量子コンピューティングは、人工知能(AI)分野において実用的な優位性をもたらす重要な局面に到達した。これは、複数の研究チームによる最近のブレークスルーから明らかになった。
ウィーン大学とその共同研究者によるチームは、小規模な量子コンピュータが特定の機械学習タスクにおいてすでに古典的なシステムを上回ることを実証した。研究者たちはフォトニック量子プロセッサを用い、量子強化アルゴリズムが従来手法よりも高精度にデータ分類できることを示した。この実験は『Nature Photonics』誌に掲載され、ミラノ工科大学で構築された量子回路を使い、Quantinuumの研究者が最初に提案した機械学習アルゴリズムを実行した。
「機械学習アルゴリズムは今後、エネルギー消費の増大により実行が困難になる可能性があるため、これは将来的に極めて重要となるでしょう」と共著者のアイリス・アグレスティ氏は述べている。フォトニック量子プラットフォームは、特にカーネルベースの機械学習応用において、速度・精度・エネルギー効率の面で古典的な計算手法に対して優位性を示した。
並行して、チャルマース工科大学、ミラノ大学、グラナダ大学、東京大学の多国籍チームは、通常のコンピュータでフォールトトレラントな量子回路を忠実にシミュレートできるアルゴリズムを開発した。この革新は、安定かつスケーラブルな量子コンピュータ構築の鍵となるが、シミュレーションが極めて困難とされてきたゴッテスマン=キタエフ=プレスキル(GKP)ボソニック符号に取り組むものである。
一方、USCとジョンズ・ホプキンス大学の研究者は、量子コンピューティングの「聖杯」とも言われる無条件の指数的高速化をIBMの127量子ビット「Eagle」プロセッサで達成した。チームは古典的な「パターン当て」パズルでこの優位性を実証し、仮定なしに量子マシンが最良の古典コンピュータを凌駕できることを証明した。彼らはエラー訂正やIBMの高性能量子ハードウェアなどの技術を駆使して、このマイルストーンを達成した。

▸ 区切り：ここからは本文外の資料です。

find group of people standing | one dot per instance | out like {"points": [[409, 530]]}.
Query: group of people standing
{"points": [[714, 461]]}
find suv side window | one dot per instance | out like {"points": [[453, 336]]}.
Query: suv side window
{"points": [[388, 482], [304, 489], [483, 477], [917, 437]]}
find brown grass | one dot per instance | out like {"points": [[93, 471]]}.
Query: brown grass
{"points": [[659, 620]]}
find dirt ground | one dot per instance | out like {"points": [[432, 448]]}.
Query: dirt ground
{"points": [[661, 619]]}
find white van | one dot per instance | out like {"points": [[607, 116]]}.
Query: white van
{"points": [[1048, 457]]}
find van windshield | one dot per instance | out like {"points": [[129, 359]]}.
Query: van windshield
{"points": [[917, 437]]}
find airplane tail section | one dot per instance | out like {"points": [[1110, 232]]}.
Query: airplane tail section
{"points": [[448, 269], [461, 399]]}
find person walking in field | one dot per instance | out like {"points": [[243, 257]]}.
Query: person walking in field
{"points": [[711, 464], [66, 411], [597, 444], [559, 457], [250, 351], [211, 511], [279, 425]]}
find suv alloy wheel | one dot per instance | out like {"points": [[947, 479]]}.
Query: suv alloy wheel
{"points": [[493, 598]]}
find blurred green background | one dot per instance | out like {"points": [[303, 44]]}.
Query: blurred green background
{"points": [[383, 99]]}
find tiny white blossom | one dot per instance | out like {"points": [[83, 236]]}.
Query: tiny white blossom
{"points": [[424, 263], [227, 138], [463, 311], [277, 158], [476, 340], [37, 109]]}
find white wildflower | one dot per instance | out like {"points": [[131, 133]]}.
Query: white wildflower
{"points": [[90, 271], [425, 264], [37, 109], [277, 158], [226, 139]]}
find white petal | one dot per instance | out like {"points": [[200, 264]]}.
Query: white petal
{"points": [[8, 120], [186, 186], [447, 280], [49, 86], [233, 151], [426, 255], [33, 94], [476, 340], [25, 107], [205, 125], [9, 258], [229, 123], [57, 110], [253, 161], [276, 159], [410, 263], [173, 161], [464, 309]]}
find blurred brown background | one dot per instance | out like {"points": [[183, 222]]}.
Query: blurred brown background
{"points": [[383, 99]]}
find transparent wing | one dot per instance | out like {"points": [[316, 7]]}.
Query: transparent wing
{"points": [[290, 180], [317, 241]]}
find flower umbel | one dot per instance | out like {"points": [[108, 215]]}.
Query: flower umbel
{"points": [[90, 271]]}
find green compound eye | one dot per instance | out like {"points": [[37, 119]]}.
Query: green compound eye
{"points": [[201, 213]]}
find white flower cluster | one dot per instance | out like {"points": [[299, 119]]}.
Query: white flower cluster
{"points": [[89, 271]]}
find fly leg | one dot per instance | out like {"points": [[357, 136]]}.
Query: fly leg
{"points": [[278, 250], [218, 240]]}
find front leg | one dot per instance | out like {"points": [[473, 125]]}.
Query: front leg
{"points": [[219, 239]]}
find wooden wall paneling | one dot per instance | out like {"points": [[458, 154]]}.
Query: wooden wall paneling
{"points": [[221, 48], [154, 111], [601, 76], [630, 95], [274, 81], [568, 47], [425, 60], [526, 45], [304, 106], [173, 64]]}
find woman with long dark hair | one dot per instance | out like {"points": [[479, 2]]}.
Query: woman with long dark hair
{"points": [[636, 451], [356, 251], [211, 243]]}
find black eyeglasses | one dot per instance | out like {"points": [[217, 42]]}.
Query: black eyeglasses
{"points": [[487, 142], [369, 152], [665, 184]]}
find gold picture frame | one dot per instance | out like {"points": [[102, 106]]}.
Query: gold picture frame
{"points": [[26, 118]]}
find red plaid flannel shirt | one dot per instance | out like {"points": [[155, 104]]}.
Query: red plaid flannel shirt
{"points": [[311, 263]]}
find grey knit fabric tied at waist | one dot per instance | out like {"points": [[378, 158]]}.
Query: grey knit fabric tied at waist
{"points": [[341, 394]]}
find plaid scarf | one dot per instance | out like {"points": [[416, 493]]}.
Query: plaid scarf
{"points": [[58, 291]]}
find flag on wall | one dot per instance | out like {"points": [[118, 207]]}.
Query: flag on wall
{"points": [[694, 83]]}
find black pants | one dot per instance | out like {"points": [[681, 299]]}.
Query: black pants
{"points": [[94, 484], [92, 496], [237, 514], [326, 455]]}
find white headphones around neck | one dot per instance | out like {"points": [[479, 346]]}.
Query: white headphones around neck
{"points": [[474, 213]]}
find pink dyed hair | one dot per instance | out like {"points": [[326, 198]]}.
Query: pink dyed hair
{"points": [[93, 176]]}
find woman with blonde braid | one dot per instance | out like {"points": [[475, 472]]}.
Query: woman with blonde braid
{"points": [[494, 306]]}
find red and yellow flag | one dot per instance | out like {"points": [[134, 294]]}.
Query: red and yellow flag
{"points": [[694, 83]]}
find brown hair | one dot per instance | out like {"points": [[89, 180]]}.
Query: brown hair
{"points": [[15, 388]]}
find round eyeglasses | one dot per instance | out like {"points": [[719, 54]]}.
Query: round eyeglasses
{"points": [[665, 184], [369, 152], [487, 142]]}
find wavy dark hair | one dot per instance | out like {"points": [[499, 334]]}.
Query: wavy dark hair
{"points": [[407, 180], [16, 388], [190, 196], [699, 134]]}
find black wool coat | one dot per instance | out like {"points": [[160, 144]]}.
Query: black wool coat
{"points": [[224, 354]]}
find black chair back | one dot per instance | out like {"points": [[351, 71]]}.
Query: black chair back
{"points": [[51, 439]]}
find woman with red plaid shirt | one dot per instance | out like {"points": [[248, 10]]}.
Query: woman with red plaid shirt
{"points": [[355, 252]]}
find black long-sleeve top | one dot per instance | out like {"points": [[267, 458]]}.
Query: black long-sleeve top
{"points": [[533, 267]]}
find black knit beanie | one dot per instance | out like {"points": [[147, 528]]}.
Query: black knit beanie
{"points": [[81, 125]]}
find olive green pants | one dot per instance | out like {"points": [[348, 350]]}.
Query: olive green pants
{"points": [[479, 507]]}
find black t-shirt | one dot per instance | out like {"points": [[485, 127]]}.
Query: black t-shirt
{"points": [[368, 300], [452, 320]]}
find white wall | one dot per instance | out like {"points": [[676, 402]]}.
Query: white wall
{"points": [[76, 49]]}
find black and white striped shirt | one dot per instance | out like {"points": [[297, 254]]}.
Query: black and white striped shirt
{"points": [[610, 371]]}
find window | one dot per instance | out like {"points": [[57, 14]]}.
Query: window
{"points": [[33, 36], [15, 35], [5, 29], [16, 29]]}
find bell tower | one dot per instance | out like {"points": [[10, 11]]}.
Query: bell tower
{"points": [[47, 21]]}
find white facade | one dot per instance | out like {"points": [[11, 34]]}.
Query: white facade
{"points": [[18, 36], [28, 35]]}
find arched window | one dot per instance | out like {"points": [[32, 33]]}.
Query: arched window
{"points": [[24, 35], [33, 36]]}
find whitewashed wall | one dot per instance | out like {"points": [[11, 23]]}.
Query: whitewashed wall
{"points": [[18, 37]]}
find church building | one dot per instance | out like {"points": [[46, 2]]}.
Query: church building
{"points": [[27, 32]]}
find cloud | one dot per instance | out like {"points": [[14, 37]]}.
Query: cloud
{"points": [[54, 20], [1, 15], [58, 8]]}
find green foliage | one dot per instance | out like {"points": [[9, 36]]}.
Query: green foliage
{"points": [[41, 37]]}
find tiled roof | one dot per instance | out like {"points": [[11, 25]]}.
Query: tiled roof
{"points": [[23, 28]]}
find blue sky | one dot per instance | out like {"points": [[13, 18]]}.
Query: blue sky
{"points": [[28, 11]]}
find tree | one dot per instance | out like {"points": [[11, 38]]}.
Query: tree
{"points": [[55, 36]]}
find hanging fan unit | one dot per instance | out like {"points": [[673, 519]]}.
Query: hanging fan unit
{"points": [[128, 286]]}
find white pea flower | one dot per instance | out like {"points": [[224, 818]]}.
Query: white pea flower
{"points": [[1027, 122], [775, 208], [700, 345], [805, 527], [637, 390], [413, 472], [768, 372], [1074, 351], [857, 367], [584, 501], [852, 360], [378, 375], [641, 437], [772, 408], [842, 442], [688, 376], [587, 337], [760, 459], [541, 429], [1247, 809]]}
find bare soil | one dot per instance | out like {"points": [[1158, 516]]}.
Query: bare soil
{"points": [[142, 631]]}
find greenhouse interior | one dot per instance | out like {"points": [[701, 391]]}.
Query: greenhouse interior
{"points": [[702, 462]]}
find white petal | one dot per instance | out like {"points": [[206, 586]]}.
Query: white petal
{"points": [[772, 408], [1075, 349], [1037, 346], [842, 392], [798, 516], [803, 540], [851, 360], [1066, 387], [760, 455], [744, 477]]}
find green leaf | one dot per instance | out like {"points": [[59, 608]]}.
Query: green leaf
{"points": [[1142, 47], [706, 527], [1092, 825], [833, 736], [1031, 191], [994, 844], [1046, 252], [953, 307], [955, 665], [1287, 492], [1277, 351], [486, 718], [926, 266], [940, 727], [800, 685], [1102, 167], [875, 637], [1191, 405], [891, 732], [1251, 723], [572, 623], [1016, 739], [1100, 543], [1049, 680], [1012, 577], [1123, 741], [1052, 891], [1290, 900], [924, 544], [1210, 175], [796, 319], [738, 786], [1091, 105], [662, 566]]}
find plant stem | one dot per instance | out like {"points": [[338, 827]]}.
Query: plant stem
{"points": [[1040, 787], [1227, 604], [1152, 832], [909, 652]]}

これらの進展は、量子コンピューティングが理論的な可能性から実用的な応用へと移行しつつあることを示している。IBMが2025年までに4,000量子ビット超のシステム実現を目指す野心的なロードマップを進める中、機械学習から半導体製造まで幅広い分野で量子優位性が実証されつつあり、この技術は複数の産業に変革的な能力をもたらす可能性が高まっている。